Warsan Shire: My father was a writer, he was a journalist, so the way the war affected him was really bad. When we got over to the UK I was a year old and my mum was pregnant with my brother, she was really young. My father had had a thriving career in journalism, he was a star, writing the most cutting-edge stories about his country. So when we came to the UK the things he brought with him were newspapers, articles, photographs of Mogadishu, which is the capital city of Somalia, before and after the bombings, and he blew them up and created a form of museum of before and after the war. He never let us forget it, he gave us the dates, the places, the moments, and more, of this history. So even though I didn’t have much of that connection I grew up feeling like I had one foot there and one foot here. I didn’t manage to visit until I was about twenty-five, when I was in Kenya, and my friend was living there at the time and she said, do you want to come over for a few days? I enjoyed it, and I got to see where my blood comes from. But it was bittersweet because it is different now, and my memory of Somalia is in the old photographs from my family in the seventies, when things were beautiful, high-life time, really wonderful, and even in intra-Africa relations we were really good to each other and connected. The seventies in Africa were really beautiful for a lot of countries.

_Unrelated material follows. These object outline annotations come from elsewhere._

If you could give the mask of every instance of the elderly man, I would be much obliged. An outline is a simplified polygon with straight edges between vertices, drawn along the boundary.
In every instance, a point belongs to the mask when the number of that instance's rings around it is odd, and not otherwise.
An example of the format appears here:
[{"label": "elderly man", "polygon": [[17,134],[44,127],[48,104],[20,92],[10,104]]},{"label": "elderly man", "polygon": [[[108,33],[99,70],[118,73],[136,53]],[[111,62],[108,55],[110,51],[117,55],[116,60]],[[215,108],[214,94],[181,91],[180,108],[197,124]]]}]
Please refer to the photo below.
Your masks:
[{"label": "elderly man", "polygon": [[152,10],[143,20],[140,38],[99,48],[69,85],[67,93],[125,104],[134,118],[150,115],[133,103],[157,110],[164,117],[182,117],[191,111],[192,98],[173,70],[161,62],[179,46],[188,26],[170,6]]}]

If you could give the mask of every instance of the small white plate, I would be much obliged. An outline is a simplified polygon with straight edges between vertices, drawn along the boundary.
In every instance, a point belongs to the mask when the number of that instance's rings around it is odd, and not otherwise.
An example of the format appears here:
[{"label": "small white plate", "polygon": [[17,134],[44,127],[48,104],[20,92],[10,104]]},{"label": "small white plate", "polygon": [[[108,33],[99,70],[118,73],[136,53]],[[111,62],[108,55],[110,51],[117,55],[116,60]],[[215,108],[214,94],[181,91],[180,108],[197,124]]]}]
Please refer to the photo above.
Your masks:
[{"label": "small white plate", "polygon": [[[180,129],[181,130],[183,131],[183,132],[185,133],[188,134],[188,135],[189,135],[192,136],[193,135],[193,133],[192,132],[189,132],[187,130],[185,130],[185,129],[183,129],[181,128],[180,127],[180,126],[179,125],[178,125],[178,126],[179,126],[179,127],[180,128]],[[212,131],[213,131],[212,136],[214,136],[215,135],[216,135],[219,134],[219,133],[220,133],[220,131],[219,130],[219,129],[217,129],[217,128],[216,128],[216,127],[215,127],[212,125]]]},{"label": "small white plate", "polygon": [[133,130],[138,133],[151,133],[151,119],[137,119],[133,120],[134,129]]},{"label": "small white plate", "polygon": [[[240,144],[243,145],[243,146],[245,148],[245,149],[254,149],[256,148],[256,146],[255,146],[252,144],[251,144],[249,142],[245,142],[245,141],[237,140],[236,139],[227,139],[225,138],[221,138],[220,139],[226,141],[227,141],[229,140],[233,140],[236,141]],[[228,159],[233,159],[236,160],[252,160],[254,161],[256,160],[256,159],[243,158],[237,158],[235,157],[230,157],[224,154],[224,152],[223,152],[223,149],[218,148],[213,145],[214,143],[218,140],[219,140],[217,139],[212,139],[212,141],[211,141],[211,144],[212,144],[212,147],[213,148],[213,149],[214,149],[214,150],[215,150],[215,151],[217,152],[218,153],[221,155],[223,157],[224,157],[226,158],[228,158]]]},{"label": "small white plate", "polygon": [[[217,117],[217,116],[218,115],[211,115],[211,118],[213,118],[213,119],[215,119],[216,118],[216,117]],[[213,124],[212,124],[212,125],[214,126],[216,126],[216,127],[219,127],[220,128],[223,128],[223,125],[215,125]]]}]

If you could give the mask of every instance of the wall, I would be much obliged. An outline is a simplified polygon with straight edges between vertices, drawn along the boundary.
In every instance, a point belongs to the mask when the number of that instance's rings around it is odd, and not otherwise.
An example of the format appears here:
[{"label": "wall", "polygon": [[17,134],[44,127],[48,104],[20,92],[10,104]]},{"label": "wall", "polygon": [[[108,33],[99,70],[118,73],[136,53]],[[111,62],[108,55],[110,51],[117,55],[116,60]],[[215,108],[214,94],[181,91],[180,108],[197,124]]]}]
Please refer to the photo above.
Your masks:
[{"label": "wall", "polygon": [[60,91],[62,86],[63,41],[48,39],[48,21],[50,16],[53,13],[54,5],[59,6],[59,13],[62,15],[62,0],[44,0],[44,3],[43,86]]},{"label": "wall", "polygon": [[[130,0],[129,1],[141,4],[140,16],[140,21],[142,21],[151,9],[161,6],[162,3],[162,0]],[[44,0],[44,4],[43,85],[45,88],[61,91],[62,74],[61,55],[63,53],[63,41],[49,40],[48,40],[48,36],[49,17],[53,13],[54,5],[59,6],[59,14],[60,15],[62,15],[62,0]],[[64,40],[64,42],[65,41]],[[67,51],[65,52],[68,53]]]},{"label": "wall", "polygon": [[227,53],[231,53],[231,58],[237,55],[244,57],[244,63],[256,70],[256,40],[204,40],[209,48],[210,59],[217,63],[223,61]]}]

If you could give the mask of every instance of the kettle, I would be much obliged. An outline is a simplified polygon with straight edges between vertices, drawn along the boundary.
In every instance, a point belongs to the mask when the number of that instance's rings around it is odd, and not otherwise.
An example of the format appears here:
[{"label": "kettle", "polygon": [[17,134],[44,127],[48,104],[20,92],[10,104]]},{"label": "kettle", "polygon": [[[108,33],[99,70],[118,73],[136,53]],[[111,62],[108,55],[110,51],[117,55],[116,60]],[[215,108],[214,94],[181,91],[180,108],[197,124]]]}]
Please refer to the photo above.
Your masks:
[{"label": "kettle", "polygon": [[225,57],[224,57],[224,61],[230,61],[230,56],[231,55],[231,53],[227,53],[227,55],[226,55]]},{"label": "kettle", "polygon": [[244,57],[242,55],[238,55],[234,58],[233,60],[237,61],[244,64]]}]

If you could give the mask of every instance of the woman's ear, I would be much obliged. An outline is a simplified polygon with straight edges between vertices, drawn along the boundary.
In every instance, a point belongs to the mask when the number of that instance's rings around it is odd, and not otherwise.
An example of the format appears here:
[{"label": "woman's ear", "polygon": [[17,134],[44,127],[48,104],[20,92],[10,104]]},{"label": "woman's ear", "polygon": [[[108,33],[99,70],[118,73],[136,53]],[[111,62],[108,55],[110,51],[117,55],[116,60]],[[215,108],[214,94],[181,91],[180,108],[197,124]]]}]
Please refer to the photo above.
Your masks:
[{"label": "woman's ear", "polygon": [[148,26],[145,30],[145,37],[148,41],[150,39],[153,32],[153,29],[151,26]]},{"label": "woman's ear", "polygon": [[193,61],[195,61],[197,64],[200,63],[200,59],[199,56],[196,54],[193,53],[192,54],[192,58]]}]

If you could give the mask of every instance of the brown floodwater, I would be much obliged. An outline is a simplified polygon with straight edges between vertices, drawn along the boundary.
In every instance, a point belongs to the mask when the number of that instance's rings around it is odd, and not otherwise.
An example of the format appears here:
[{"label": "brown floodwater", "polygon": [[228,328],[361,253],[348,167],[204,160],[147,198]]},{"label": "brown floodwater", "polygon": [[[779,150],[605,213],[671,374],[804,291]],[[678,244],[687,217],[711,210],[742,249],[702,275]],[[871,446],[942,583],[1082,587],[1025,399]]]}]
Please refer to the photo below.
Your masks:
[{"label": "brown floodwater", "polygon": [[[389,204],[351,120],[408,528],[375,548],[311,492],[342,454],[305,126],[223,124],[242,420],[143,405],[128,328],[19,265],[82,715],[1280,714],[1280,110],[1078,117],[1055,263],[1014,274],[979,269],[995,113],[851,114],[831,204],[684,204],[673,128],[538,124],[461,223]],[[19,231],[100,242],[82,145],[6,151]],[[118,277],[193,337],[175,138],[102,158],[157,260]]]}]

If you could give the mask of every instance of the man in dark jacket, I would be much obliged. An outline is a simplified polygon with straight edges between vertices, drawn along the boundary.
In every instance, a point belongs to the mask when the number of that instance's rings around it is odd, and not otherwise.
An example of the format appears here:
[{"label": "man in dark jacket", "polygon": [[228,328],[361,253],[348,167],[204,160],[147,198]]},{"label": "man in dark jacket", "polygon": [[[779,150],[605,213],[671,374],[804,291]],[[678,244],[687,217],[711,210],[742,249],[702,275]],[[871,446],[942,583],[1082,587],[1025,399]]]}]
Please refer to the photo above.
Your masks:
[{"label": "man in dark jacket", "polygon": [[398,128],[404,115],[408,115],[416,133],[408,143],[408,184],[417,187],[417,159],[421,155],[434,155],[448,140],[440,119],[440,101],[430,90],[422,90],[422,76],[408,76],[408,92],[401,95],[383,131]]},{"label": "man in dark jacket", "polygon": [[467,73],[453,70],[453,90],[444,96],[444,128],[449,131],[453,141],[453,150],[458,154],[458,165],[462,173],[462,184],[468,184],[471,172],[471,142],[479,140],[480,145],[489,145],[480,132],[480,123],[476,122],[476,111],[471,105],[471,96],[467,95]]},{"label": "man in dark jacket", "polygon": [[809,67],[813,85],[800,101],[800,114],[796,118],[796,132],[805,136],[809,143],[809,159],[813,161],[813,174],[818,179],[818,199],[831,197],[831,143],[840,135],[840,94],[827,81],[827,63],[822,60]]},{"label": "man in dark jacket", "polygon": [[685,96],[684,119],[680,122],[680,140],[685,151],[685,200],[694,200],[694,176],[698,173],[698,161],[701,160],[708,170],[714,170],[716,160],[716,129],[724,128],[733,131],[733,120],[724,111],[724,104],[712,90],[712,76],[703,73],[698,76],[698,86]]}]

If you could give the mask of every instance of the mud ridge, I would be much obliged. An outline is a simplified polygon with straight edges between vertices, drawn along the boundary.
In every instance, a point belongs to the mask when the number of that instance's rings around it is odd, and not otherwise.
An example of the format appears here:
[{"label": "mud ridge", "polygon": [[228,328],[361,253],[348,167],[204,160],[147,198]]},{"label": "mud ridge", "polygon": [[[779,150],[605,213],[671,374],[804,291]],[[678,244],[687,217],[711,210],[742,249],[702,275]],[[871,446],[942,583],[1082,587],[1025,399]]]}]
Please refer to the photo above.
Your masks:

The JRB: I enjoyed the biblical/religious tone that you use in this collection—one of blessings and anointing saints. It seems as if you are staging redemption for many of the women you write about: Khadija and her suicide, Yosva and the cancer, Hoyo, and Victoria. One of my favourite poems in the collection is the one about Victoria, ‘Victoria in Illyin’ and I was just reading the background to the story, she was a young girl who was abused till she died at the hands of relatives.
Warsan Shire: It is my responsibility to bear witness. You know, when they say ‘raise awareness, raise awareness’, no, I want to bear witness, I want to memorialise so that it is not forgotten or in vain. Victoria is someone that I grew up hearing about in the news, and at the same time I was being raised by relatives and I remember thinking that children are so vulnerable, your fate depends on whose hands you end up in and no one knows. So I have always carried her with me and for me that’s probably the most important poem in the book. Bearing witness and memorialising her but also taking a moment to bless her.
The JRB: Slightly similar is what you do for your mother as well, when you tell her: ‘I’ll rewrite this whole life and this time there’ll be so much love … I can make us loved, just say the word’. There’s a lot of sadness and pain in a lot of this collection but I enjoy that you create and imagine a different past or future for those painful moments.
Warsan Shire: There’s such a transformative power in sharing these stories and letting it out. Sometimes we can feel so invisible or forgotten and it’s like no one even knows us, so I had to definitely inject that feeling of hope at least once in the book. To stand and say, this was wrong and it was not supposed to be this way, and allow ourselves to imagine something different, even if it is not true, that allows us to live with some form of hope and knowing that we are seen.
The JRB: Finally, do you find poetry to be an intervention for you, in dealing with your mental health? You do write about your experiences with bulimia, and OCD.
Warsan Shire: Yes, it has always been a lifeline for me, very therapeutic, very cathartic, just a way to stay in connection with myself. It’s the way that I heal myself and I’ve always used it in that way.